Jetzt ist auch ein LanguageServer Typst LSP für VSCodium vorhanden!

mue
Geschrieben von mue am 7. Juli 2023 um 15:54

Wer auf Linux oder Unix arbeitet, keine Berührungsängste mit der Bash hat und eh gern mal programmiert, der kann sich ja groff anschauen. Ist ja eh schon auf dem System drauf. Mit pdfmom steht ein Super-Makropaket von Peter Schafter zur Verfügung. Der Satz kann sich mit TeX messen (wenn man nicht gerade ein Typo-Fetischist ist). Der Grauwert des Satzspiegels ist natürlich nicht so optimal wie bei TeX und Microtype gibt es auch nicht, aber das werden die wenigsten vermissen.

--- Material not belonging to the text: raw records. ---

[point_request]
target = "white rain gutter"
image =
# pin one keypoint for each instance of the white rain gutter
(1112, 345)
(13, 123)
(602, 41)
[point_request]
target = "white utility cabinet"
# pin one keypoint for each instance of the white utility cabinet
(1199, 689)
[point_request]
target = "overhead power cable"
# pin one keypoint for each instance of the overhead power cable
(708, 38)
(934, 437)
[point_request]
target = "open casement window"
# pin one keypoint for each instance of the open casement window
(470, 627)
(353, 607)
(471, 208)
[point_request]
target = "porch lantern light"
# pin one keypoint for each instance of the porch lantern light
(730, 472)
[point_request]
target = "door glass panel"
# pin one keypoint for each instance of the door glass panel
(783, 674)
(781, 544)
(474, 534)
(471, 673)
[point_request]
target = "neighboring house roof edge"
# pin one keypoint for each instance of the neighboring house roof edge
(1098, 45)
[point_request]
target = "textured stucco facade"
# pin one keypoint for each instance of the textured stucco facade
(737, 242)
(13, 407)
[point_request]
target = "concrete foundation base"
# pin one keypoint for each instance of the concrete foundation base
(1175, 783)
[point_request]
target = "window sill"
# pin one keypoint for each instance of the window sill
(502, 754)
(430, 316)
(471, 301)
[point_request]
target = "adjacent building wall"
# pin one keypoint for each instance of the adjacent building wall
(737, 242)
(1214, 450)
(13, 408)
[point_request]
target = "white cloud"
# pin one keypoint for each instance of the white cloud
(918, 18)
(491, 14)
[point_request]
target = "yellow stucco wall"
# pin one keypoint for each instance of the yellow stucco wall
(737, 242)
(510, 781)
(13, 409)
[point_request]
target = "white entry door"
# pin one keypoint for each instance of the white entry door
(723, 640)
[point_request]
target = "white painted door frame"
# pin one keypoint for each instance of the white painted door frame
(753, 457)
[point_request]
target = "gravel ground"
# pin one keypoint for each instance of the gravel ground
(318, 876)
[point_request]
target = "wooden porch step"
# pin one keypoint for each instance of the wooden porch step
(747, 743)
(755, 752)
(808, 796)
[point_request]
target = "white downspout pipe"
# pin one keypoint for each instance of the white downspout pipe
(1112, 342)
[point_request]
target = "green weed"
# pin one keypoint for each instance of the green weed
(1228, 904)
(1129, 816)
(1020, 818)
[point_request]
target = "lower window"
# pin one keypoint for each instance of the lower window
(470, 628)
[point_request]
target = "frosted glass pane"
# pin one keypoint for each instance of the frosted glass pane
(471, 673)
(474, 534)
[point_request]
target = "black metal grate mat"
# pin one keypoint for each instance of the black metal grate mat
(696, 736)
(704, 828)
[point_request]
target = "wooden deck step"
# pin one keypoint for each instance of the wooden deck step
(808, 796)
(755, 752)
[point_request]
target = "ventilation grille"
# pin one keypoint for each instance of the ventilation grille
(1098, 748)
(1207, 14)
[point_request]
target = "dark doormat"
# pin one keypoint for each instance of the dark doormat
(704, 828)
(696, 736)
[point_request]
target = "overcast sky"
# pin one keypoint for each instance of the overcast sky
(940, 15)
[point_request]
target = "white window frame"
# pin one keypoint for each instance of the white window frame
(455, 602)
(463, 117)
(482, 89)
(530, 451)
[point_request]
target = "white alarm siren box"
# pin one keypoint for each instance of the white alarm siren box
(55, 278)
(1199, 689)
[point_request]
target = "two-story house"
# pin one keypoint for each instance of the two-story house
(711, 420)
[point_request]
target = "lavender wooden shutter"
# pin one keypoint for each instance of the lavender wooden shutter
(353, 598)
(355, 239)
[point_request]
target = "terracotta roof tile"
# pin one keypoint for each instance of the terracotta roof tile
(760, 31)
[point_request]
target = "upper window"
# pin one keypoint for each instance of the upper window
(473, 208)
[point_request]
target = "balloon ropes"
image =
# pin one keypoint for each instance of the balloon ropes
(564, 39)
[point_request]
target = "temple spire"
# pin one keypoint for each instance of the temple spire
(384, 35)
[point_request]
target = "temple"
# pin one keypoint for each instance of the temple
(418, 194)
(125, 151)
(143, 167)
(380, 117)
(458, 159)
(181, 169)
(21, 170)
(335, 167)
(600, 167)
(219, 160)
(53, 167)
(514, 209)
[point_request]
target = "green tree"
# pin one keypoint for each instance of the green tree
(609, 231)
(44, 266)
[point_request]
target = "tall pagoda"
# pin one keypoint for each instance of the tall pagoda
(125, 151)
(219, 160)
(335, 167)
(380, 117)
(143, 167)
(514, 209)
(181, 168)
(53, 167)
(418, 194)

Bei Briefen oder kurzen Dokumenten wird es eh keiner brauchen. Wenn ich mich recht entsinne, hat O'Reilly bis vor wenigen Jahre alle Bücher mit troff gesetzt. https://www.schaffter.ca/mom/mom-01.html https://www.teuderun.de/groff/

Stefan
Geschrieben von Stefan am 13. Februar 2024 um 20:14

Sieht interessant aus, aber in nicht einfacher als LaTeX. Wirkt auf mich wie eine Mischung aus LaTeX Formelsatz und plain TeX.